Mr. Powell , along with Vice President Dick Cheney and others in the current administration worked with President George H. W. Bush for the first, and hopefully last Iraq war. At that time emotionally charged evidence was presented to Congress that Iraq was taking babies from incubators and leaving them to die on the floor. The story was later proved false.

It is clear that we have a crisis in this nation wherein we are supporting an Iraq war based on misinformation. We are told the secular, egomaniacal Saddam Hussein is connected to the war on terrorism when he clearly is not. The Pew Research Center recently found that 66 percent of respondents believed Saddam Hussein was connected to the attacks of Sept. 11. The reality is that American and worldwide intelligence agencies admit there is no such connection.

A recent newspaper poll revealed that 50 percent thought that the hijackers were Iraqi nationals. The truth is that 80 percent of the Sept. 11 perpetrators were from Saudi Arabia, and none were from Iraq. Will these respondents now insist we attack Saudi Arabia?

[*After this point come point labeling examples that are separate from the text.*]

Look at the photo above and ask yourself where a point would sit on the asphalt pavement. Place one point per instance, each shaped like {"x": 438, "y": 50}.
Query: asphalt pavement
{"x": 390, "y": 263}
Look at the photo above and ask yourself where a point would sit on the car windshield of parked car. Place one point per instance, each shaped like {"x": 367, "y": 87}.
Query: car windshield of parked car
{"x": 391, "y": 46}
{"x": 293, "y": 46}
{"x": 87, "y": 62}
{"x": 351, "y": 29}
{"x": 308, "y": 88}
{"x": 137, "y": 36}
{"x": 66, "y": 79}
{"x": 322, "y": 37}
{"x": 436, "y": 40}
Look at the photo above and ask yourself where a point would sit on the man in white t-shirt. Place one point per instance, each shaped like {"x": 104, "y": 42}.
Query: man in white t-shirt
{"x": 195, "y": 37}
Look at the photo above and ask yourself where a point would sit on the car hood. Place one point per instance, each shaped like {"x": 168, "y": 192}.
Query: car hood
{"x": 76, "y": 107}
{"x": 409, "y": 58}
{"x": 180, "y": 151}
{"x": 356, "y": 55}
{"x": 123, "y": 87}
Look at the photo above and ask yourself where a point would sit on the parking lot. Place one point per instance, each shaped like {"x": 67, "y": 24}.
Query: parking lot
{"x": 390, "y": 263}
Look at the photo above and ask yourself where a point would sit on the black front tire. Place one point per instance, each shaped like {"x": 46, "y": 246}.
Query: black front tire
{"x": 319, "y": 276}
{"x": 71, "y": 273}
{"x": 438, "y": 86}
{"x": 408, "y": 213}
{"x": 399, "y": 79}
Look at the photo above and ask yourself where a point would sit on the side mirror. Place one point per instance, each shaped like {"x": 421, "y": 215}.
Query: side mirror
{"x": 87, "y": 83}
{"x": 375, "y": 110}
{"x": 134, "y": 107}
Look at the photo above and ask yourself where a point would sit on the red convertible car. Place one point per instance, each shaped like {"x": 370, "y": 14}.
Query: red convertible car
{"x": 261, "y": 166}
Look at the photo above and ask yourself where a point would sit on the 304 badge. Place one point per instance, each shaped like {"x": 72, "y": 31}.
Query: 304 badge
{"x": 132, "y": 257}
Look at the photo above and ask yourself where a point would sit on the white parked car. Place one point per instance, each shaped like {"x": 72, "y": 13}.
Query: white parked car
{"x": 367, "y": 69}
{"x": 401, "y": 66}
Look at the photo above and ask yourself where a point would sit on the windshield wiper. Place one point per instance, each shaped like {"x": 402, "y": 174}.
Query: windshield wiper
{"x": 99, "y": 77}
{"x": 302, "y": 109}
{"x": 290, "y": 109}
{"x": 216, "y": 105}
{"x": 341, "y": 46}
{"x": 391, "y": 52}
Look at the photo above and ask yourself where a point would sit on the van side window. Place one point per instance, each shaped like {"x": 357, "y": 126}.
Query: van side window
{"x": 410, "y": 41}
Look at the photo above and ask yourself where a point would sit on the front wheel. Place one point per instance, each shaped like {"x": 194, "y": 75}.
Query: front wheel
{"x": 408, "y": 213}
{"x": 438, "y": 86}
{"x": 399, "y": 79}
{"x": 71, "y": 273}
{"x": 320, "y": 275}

We were told a shipment of aluminum tubes was proof that Hussein is building an atomic bomb, again, disproved. The Bush administration keeps grasping at straws, and with the enormous power of the United States and around-the-clock public relations behind it, turns those straws into bludgeons. There may be a case for war with Iraq, but this administration - crippled from the start by its secretive and untrustworthy nature - is not the one to make it. It is difficult to fully trust those who obstructed and then hobbled the Sept. 11 investigations, out-maneuvered the democratic process in Election 2000, slandered their opponents even when those opponents are war veterans and genuine heroes, denied their deep, longtime working relationship with the corrupt and immoral Enron Corp., and arrogantly dismissed treaties with the rest of the world.

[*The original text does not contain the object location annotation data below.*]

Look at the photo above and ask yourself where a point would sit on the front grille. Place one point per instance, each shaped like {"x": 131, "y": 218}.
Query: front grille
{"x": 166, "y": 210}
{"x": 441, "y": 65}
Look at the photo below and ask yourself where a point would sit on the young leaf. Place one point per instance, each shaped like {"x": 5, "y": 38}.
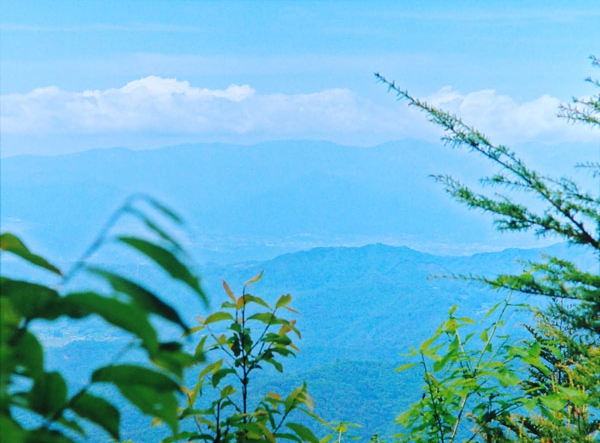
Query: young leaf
{"x": 168, "y": 261}
{"x": 254, "y": 279}
{"x": 49, "y": 394}
{"x": 11, "y": 243}
{"x": 138, "y": 375}
{"x": 99, "y": 411}
{"x": 144, "y": 298}
{"x": 125, "y": 316}
{"x": 303, "y": 432}
{"x": 216, "y": 317}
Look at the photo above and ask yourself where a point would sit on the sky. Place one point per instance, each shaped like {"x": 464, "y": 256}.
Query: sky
{"x": 145, "y": 74}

It's time for Bush to display the humble attitude he so duplicitously promised us in his dealings with the rest of the world. Our government's only way to now gain credibility is to move forward under the auspices of the United Nations Security Council, and with the support of our major allies. George W. Bush's father was skilled enough to do this, and Bush Jr. must do the same. The terrorists will never forget that George W. Bush early on called the war on terrorism a "crusade." To enter into an unjust war will do nothing to convince the extremist Muslim world that it is not a continuation of the Crusades, and will be antithetic to the stated goal of protecting Americans from further attack.